New economic scepticism
Then, however, the GfK consumer climate stopped the buying mood. According to this, consumer sentiment in Germany fell to its lowest level in around three years in view of the weak economy. And the Ifo index was also mixed: Although it did not fall any further, it remained at the previous month’s level of 94.6 points. However, the assessment of the situation slipped from 98.6 points in the previous month to 97.8 points. On the other hand, the index for business expectations rose from 90.9 to 91.5 points. As always, all data can be found here: Market Mover
New China signal
Meanwhile, US Vice President Mike Pence spread a little optimism about customs deals. He expressed hope yesterday in Washington that a Phase 1 deal would be reached. The US continued to negotiate “in good faith” with China.The Asian stock exchange honoured this: In China, the CSI-300 climbed by 0.7 percent to 3,897 points. The Nikkei closed with a plus of 0.2 percent at around 22,800 points. On a weekly basis, the gain is around 1.4 percent.

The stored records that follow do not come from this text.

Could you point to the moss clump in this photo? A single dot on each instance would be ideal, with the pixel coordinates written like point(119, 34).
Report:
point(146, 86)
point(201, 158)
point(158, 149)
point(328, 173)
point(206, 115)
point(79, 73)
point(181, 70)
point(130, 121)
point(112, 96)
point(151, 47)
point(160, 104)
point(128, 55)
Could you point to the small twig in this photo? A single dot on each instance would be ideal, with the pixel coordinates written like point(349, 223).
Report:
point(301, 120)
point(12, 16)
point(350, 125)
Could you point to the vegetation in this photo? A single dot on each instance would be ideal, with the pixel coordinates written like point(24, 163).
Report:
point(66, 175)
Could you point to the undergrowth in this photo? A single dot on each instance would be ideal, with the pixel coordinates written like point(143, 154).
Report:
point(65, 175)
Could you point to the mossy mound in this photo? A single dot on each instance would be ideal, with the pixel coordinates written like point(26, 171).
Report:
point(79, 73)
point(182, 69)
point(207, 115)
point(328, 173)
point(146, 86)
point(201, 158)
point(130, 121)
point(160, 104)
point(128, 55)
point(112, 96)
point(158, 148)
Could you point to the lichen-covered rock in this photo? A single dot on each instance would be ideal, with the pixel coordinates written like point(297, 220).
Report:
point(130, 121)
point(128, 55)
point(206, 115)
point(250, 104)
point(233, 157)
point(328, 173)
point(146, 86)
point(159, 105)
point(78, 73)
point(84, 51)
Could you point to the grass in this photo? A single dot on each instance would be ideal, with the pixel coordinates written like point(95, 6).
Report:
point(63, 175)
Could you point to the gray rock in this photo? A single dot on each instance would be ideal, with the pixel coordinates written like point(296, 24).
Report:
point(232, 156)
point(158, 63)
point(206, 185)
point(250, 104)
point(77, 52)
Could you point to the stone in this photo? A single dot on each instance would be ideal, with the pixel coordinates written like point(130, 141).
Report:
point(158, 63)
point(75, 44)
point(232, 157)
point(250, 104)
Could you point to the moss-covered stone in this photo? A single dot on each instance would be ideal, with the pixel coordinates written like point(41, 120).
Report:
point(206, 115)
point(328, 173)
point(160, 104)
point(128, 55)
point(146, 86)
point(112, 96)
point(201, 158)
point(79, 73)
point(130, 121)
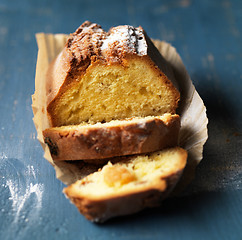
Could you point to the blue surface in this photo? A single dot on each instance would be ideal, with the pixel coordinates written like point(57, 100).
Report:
point(207, 34)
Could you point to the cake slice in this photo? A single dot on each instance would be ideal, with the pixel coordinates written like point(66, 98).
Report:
point(129, 185)
point(102, 76)
point(115, 138)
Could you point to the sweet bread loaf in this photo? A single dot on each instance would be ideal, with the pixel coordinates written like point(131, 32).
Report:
point(102, 76)
point(115, 138)
point(129, 185)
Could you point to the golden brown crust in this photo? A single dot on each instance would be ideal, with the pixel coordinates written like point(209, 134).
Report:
point(100, 141)
point(105, 207)
point(83, 50)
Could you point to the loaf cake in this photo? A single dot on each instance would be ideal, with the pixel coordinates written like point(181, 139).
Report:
point(128, 186)
point(115, 138)
point(102, 76)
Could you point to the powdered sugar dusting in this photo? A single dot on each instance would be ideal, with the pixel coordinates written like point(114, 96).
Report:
point(126, 38)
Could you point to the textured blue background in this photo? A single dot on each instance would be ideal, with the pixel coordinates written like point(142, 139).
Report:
point(207, 34)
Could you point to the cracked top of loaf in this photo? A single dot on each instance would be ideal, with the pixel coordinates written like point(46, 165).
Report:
point(90, 40)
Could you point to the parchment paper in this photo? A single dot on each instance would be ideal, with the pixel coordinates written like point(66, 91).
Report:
point(194, 121)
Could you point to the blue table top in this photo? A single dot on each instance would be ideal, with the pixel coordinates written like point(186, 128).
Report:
point(208, 36)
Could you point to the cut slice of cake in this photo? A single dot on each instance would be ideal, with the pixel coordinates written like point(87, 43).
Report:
point(129, 185)
point(102, 76)
point(115, 138)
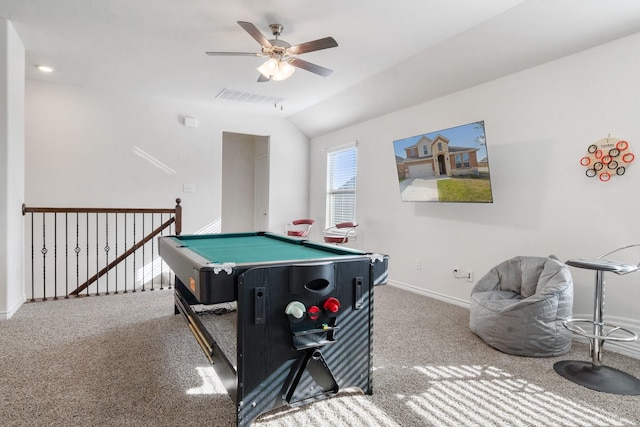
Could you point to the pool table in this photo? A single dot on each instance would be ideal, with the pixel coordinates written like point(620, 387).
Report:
point(304, 314)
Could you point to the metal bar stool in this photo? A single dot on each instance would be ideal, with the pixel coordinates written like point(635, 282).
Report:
point(594, 374)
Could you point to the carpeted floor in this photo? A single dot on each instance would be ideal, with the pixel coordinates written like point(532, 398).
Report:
point(126, 360)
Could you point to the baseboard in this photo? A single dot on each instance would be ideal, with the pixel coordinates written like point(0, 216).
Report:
point(631, 349)
point(430, 294)
point(5, 315)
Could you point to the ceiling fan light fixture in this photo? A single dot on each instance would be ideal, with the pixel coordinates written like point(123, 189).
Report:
point(269, 68)
point(285, 70)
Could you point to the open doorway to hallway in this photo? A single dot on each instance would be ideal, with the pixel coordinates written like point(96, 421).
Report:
point(245, 182)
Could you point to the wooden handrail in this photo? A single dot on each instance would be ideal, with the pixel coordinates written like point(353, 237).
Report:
point(175, 210)
point(175, 220)
point(117, 261)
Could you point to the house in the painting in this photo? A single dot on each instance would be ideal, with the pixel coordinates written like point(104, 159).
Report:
point(435, 158)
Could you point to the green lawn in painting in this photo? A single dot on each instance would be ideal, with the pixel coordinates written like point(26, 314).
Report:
point(464, 190)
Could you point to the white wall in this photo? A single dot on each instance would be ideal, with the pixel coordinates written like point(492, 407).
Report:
point(91, 148)
point(11, 169)
point(538, 125)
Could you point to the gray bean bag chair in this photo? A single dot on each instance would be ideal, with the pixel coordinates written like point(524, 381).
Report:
point(518, 307)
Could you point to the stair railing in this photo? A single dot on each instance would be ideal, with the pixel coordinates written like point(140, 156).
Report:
point(86, 251)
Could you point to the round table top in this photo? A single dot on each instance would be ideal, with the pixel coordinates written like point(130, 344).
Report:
point(603, 265)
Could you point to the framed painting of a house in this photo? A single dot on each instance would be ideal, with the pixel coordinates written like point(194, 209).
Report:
point(449, 165)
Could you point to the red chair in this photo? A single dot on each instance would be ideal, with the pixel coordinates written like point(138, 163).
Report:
point(340, 233)
point(299, 227)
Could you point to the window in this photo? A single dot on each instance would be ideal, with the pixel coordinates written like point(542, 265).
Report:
point(458, 161)
point(465, 160)
point(341, 185)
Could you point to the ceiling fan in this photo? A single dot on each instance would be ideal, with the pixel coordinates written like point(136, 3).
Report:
point(283, 58)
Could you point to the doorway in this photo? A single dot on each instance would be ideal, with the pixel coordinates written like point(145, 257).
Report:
point(245, 182)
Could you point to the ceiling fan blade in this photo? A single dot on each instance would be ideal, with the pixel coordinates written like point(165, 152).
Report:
point(255, 33)
point(319, 44)
point(305, 65)
point(233, 54)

Possible new election for Brexit
After slight fluctuations, the British pound recently traded moderately weaker at 1.1545 euros. Further volatility is guaranteed here: Premier Boris Johnson announced that he wanted new elections on 12 December to find his way out of the Brexit impasse. It is questionable whether the House of Commons will agree to this. Should Labour be destroyed at the ballot box in view of the sabotage tactics of recent weeks, the pound should celebrate this – then the Tories will be able to conduct detailed negotiations with the EU on outstanding trade issues with a broad chest. The hope that the EU would clear the way for a new Brexit shift had a supportive effect.
Wall Street predominantly firm
The New York stock market presented a mixed trend the evening before. Stopped by the weak quarterly figures of 3M, the Dow Jones lost 0.1 percent to 26,805 points. After all, the Dow recovered most of its losses. The market-wide S&P 500 rose by 0.2 percent to 3,010 points. And the Nasdaq 100 climbed by 1 percent to 7,967 points.
Economic data was not entirely positive, such as incoming orders for durable goods. The rising mortgage rates are also a cause for concern: the spread to the yield on US Treasuries is at its highest level since 2015. All in all, the US Macro Surprise Index slipped in October to its lowest level since April 2017.
This is what the day brings
Friday doesn’t really bring important dates.
It could be exciting at 4 p.m. when the Uni Michigan consumer confidence is presented.
The Bernstein-Bank wishes successful trades and a pleasant weekend!